How to decentralize energy
A centralized energy grid is a multi-tiered system. Energy producers, the network, transmission operators, suppliers, and banks all work together to supply the user with electricity.
A decentralized energy grid, on the other hand, only involves energy producers, the network, and the user. This simplification is highly dependent on a combination of current and emerging technologies. These include renewable energy sources, an energy network, sensor technology, the blockchain, and the internet of things.
Using solar energy as an example, ‘pro-sumers’ (consumers that produce renewable energy) could install meters with sensors and smart technology. A smart meter would measure energy from the solar grid and send information concerning energy production, consumption and any excess energy to a mobile app.
Informed pro-sumers can sell this excess energy to the market via an online trading platform. Any transaction would be fully automated based on smart contracts, and the Ethereum network could record these sales. The power grid would deliver the purchased energy to the consumer to use.
Using blockchain as a base, it’s possible for a decentralized energy grid to facilitate the production, distribution, and selling of renewable energy from small local homeowners.
Wien Energie and We Power
Wien Energie is Austria’s largest utility conglomerate. They currently partner with Canadian Based BTL Group, as part of a new blockchain trial focused on energy trading.
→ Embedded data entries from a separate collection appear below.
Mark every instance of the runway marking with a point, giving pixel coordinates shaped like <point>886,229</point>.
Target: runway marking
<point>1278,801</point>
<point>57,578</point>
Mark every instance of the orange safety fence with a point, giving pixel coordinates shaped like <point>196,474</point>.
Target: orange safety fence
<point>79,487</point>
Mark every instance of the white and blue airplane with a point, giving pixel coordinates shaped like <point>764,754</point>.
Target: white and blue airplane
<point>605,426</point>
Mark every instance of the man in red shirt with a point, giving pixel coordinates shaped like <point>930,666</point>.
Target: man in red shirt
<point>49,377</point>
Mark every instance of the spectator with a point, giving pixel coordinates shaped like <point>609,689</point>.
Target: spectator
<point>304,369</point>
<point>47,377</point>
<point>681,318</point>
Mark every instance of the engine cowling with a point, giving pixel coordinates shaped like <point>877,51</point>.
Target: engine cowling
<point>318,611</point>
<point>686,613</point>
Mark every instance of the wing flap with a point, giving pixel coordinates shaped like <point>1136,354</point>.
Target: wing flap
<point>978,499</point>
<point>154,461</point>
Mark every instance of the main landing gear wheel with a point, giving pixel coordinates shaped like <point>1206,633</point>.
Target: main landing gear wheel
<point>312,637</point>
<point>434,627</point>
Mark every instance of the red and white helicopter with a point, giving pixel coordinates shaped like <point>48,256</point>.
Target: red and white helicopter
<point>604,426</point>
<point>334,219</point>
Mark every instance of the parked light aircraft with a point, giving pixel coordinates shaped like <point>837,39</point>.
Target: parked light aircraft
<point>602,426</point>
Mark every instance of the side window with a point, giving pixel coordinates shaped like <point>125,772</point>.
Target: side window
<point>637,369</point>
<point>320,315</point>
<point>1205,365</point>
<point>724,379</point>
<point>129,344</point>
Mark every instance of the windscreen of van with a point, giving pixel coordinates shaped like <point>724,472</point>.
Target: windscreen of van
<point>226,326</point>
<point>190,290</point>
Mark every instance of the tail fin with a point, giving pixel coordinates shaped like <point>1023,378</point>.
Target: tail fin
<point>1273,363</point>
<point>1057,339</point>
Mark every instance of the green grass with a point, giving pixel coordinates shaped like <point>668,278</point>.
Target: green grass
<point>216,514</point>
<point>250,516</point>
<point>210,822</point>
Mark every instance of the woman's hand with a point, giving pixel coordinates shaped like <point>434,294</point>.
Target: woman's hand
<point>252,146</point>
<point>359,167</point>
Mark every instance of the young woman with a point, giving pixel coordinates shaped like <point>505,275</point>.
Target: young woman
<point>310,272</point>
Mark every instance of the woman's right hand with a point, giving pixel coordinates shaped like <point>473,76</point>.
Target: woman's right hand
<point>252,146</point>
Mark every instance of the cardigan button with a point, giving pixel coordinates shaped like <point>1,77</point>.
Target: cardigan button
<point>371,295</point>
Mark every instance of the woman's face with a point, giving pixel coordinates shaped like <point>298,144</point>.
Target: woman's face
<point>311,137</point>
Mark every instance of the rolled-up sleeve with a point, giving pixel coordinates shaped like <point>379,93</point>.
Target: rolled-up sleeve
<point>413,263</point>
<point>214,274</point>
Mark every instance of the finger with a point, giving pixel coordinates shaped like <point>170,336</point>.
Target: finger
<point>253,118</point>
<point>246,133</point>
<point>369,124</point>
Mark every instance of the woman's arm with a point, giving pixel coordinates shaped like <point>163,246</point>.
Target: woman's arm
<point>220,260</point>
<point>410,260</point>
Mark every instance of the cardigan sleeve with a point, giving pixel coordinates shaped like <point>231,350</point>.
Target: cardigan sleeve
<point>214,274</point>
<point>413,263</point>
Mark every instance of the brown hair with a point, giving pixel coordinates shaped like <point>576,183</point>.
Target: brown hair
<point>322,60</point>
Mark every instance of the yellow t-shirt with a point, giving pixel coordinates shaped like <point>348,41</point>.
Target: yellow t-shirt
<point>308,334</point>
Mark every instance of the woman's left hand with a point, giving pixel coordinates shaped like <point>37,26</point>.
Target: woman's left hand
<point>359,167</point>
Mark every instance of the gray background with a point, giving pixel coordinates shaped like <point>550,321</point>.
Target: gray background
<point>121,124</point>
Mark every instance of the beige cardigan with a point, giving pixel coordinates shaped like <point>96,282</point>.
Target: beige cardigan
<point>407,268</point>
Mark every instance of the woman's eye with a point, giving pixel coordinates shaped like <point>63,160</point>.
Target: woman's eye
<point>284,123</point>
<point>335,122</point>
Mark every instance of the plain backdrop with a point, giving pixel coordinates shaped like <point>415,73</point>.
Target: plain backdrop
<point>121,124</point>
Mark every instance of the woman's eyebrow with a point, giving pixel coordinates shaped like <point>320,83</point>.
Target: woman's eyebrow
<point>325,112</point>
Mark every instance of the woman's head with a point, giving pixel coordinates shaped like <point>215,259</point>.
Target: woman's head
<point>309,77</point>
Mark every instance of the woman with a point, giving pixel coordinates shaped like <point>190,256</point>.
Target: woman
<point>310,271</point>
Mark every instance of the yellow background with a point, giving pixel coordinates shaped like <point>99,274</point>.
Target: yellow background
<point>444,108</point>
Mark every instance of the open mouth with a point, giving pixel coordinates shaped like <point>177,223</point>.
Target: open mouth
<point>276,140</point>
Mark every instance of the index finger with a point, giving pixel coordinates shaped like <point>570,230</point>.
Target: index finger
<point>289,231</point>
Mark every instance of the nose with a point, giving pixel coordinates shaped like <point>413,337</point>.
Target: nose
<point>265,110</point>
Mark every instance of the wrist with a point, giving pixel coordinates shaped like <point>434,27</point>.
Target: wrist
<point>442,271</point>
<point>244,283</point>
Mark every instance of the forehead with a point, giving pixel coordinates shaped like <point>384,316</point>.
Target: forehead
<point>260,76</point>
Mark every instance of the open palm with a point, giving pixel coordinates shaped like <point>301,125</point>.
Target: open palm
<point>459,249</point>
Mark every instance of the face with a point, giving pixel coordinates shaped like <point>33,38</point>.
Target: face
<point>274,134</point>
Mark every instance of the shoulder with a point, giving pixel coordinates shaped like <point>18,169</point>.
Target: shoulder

The trial finished in June 2017, becoming the first successful blockchain-based application on the energy market. While Wien Energy’s focus is on leveraging blockchain technology in the existing system, startups We Power are building a new infrastructure.
We Power, unlike Wien Energy, is a blockchain-based energy trading platform. Based in Europe, they connect green energy producers with global energy consumers. The platform aims to launch in March 2018. The organization allows energy producers to finance their renewable energy projects through tokens, which represents an upfront purchase of electricity.
We Power accelerates the development and use of renewable energy through selling and raising capital on a blockchain-based trading platform. In the short term, We Power plans to work with larger energy producers. The long-term vision, though, is to involve smaller players. In the future, they hope to bring homeowners on board to create a co-operative, flat electricity system.
Although a decentralized energy grid could disrupt monopolies running the utility network, the energy industry remains highly regulated. Loosening regulations will take time.
Blockchain and the internet of things are relatively new technologies that require further development. Given this, it may take several years for these technologies to achieve widespread adoption and use.